Suppose we have a chain A=B-C=D (or A=B-C=D-E=F etc.), where every odd link is a pair (for the same digit d) and the remaining links are ordinary adjacencies. Then a common neighbour of the two ends of the chain is not d.

(Indeed, if for example the chain is A=B-C=D-E=F and X is adjacent to both A and F so that we have X-A=B-C=D-E=F-X, and X is d, then A is not, so B is, so C is not, ..., so F is, so X is not.)

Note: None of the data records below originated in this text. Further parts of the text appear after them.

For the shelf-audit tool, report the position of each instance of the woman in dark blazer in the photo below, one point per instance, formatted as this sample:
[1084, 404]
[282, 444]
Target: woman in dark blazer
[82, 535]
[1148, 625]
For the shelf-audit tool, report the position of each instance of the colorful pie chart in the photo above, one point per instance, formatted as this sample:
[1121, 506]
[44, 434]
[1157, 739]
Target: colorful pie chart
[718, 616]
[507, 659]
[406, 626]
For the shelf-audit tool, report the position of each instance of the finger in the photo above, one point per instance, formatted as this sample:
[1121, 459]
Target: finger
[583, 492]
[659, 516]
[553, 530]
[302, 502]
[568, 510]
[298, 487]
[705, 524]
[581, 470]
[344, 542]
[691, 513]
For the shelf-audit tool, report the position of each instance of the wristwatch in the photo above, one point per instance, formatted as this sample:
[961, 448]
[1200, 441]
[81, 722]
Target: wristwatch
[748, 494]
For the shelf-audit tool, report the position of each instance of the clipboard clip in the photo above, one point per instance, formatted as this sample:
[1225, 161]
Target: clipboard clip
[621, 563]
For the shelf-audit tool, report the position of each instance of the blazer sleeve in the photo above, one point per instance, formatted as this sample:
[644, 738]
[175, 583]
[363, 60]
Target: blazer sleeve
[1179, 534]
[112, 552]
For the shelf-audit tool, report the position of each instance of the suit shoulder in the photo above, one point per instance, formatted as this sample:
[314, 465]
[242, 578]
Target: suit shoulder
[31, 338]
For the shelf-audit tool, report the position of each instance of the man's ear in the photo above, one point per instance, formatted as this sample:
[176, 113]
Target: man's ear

Terminology The forcing chains described above are called 'x-cycles'.

Look at an example.

The starting configuration leads without problems to the situation on the right. It has the chain P=Q-R=S for the digit 2 indicated in yellow. Therefore the three common neighbours of P and S do not have a 2. We obtain

and the rest is straightforward.

(There was one more application in the same diagram, also for the digit 2, namely (8,2)=(3,2)-(3,4)=(7,4) where the three positions (7,3), (8,5), (8,6) are common neighbours of the endpoints, and consequently cannot be 2.)

Terminology This argument (for a chain of length 3) is also known as 'Turbot Fish'.